Forest fires are spreading across the Indian Himalayan state of Uttarakhand in what officials fear could prove to be one of the worst fire seasons in years.
The Uttarakhand forest department has recorded 1,500 fire incidents in the state so far this year, with blazes intensifying in April as northern India’s hot, dry summer approaches.
The Himalayan region faces forest fires in the first half of every year, a combination of factors including rising temperatures ahead of summer and crop-stubble burning as part of local agricultural practices.
But scientists say that what appears to have been a particularly dry winter, perhaps the driest of the last decade, has exacerbated blazes across the mountains. Neighbouring Nepal has also faced a severe fire season, leaving the capital Kathmandu enveloped in smog.
Uttarakhand, around two-thirds of which is forested, has deployed thousands of personnel to try to control the fires. But locals fear this is becoming a new normal.

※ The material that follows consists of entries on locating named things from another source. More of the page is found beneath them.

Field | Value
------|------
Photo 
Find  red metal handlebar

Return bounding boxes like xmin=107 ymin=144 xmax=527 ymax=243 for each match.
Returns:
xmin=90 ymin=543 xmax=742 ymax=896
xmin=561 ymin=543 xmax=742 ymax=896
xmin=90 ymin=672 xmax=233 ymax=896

The forest “is the big wealth of Uttarakhand. It’s our main resource,” said Atul Sati, an environmental activist based in the state. “If we lose it, it’s not only a loss for Uttarakhand, it’s a loss for India and the world.”
Fast population growth in the region is adding to pressures on Himalayan forests, with the increase in agricultural activity making it harder to manage burning.
“We’re degrading the natural environment,” said Iqbal Mead of the Nepal-based International Centre for Integrated Mountain Development. “There are fewer and fewer places we can call wild.”